Fondements biologiques
La pulpe dentaire est un tissu conjonctif spécialisé occupant l’espace endodontique, caractérisé par une organisation complexe associant cellules, matrice extra-cellulaire, vascularisation et innervation. Loin d’être un simple tissu de remplissage, elle joue un rôle clé dans la physiologie dentaire, non seulement par la formation de dentine lors de l’édification radiculaire, mais également par sa participation active aux mécanismes de défense et de réparation face aux agressions carieuses, traumatiques ou iatrogènes.
Au sein de ce tissu, les cellules souches mésenchymateuses pulpaires (DPSC) constituent un élément clé du potentiel régénératif. Elles présentent des capacités de prolifération, d’auto-renouvellement et de différenciation en cellules odontoblastiques-like, fibroblastiques ou endothéliales. Leur activité ne se limite pas à la différenciation cellulaire : par leur sécrétion de facteurs paracrines, elles participent à l’angiogenèse, à la neurogenèse et à la modulation de la réponse inflammatoire.
D’autres populations de cellules souches, non pulpaires, sont également présentes au niveau des dents permanentes et pourraient être mobilisées dans des stratégies régénératives. Il s’agit notamment des cellules souches du ligament parodontal (PDLSC), des cellules souches de la papille apicale (SCAP), particulièrement impliquées dans les dents permanentes immatures, ou encore des précurseurs cellulaires issus des follicules dentaires (DFPC) [1] (fig. 1).

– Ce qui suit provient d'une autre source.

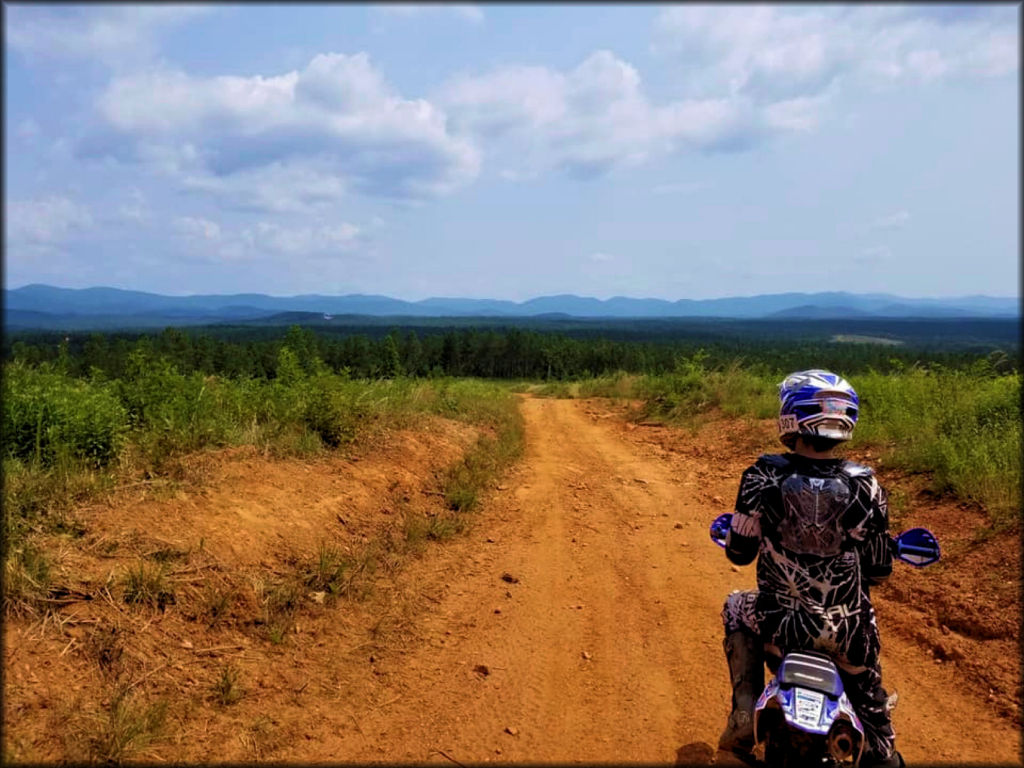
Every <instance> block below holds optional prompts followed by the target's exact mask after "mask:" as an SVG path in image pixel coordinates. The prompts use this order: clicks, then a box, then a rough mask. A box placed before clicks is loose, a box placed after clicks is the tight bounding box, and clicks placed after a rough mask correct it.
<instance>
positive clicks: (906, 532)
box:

En biologie, il est fondamental de distinguer réparation et régénération tissulaire, deux notions fréquemment confondues en pratique clinique. La réparation correspond à une réponse adaptative aboutissant à la formation d’un tissu cicatriciel, souvent désorganisé et pauvrement vascularisé. À l’inverse, la régénération vise à restaurer un tissu structurellement et fonctionnellement…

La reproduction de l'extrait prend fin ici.